Quantity: Obviously a serious consideration when thinking about our tech usage and whether it needs to be changed, is sheer number of minutes and hours spent on it. However, it’s important to break that out into two different pieces:

  • Total time: What is the total amount of time you’re spending on different technologies.

These two are fundamentally different and also affect us differently. 15 minutes of phone usage straight is significantly better than 15 different 1 minute sessions. 15 distributed minutes not only is spending 15 minutes on the phone, but it is also detracting from the time before and after those sessions, by pulling you away from whatever you were doing, focusing your attention on the phone, and then also the taking additional time afterwards to refocus your mind on whatever you were attempting to do before you were distracted.

Total Time plus Occurrences show a more holistic view of the time we lose to tech by including time required to refocus

Intention: Beyond understanding how much we’re using our technology, another key element is why we’re using the technology:

  • Purpose: What is the goal or desired outcome of the session? Is it to make contact with someone? To stay up to date with news? To ease boredom? Whatever the answer is, we typically need to dig deeper to understand the true, underlying need we’re attempting to satisfy. Sometimes it truly is just to look up a piece of information, or to actually do your job. Often though, when we dig into it deeper, we find that we turn to technology to satisfy all kinds of emotions; loneliness, anxiety, insecurity, and more.

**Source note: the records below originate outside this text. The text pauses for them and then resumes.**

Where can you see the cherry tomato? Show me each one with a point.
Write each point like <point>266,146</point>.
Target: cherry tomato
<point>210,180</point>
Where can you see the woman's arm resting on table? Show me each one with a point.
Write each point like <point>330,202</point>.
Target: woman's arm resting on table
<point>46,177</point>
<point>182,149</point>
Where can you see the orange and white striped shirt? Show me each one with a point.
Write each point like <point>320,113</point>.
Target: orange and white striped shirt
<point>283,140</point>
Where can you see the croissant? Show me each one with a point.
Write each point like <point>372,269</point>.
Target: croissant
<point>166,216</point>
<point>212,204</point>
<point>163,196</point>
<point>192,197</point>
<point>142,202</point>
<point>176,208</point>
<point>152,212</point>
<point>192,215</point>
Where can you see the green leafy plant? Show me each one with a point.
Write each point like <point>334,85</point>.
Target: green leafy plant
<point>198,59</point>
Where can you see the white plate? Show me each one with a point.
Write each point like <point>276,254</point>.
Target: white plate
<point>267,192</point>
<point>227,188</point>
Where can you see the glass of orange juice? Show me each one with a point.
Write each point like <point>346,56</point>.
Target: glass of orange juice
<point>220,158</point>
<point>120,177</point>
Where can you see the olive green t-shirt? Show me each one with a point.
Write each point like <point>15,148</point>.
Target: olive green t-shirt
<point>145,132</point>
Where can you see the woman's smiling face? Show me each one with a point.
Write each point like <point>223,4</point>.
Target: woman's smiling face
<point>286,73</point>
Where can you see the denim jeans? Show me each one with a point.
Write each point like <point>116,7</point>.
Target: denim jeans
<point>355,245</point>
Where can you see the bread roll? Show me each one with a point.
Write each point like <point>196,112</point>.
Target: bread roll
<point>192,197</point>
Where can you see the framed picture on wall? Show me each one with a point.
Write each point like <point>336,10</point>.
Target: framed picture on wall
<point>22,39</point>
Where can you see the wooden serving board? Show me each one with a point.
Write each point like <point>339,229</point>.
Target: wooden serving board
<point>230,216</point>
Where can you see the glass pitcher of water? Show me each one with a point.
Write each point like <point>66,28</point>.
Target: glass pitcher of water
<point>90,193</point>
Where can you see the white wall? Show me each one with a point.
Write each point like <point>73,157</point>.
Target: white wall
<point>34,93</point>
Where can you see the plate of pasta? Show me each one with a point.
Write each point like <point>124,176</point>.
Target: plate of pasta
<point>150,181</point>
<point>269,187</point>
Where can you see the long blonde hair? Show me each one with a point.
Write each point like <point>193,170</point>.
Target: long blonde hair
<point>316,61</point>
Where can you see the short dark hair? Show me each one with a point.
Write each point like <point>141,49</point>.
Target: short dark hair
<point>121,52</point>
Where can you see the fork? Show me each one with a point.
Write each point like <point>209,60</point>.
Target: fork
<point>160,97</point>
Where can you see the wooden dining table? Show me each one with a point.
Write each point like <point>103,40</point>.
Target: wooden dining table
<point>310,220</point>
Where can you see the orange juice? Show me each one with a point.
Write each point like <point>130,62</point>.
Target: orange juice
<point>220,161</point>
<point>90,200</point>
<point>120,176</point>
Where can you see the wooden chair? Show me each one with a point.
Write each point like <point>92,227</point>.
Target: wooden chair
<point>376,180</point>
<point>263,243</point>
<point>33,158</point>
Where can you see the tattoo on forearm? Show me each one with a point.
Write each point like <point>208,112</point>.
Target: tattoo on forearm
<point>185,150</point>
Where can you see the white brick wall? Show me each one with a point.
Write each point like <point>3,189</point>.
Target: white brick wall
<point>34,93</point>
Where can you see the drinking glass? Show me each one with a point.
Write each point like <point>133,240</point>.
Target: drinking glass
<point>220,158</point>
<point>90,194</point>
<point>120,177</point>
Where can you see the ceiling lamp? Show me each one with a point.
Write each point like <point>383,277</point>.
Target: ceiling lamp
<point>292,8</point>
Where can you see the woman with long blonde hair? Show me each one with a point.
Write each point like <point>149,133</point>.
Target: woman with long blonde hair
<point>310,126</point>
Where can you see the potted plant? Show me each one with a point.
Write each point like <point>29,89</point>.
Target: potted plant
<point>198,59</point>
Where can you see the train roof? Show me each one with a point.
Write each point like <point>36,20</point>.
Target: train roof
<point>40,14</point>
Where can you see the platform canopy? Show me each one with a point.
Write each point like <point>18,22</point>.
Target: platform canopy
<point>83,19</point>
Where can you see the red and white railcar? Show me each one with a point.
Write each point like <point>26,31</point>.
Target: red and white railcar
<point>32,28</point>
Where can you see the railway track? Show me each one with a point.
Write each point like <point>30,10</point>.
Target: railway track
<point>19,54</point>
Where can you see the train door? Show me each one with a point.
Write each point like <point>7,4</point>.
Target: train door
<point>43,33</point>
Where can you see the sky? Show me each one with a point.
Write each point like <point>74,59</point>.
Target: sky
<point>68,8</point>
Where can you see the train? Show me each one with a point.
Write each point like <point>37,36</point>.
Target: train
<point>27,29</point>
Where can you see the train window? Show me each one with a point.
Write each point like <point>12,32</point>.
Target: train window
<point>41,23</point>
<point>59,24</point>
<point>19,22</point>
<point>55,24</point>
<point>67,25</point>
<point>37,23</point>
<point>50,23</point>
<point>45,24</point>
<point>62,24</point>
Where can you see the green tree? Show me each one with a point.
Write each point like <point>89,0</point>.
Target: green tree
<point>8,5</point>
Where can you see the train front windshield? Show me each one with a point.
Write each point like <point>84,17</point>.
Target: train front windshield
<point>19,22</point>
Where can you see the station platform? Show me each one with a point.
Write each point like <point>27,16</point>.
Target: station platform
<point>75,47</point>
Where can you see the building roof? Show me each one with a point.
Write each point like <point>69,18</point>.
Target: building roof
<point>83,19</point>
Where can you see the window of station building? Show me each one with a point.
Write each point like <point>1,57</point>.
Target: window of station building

Taking an inventory of these elements of our of tech consumption in our own lives is the first step to making an improvement, if necessary. If we have taken this mental assessment, and we’ve come to the conclusion that we’re in need of making some changes, what then?

One approach to dealing with our tech environment and our response to it, is to simplify and change the environment that we’re responding to.

Apps to Control Your Apps?

Apps are a part of the problem, but they can also be part of the solution. Take UrgencEase, for example. This human-centered app is focused on decreasing the amount of time you spend unnecessarily engaged with technology. It lets you dictate how your apps can notify you, including building profiles to fit your preferences by only allowing certain apps to create different types of alerts during certain timeframes.

Moment (iOS) does things a little differently, allowing you to set daily limits for usage on apps, even employing a setting that forces you to quit by filling your screen with alerts if you try to exceed your allotted time.

Summary

The advance of digital technology has been as transcendent as the wheel, the printing press, the electric light, or transistors. Yet its overuse can make it just as debilitating on your productivity and mental health as a reliance on drugs, food, alcohol, or cigarettes.

The difference between using it and abusing it can be a blurry line in the moment, but stepping back from the tablet, smartphone, and laptop can give you some much-needed clarity on how to benefit from, instead of be controlled by our technology.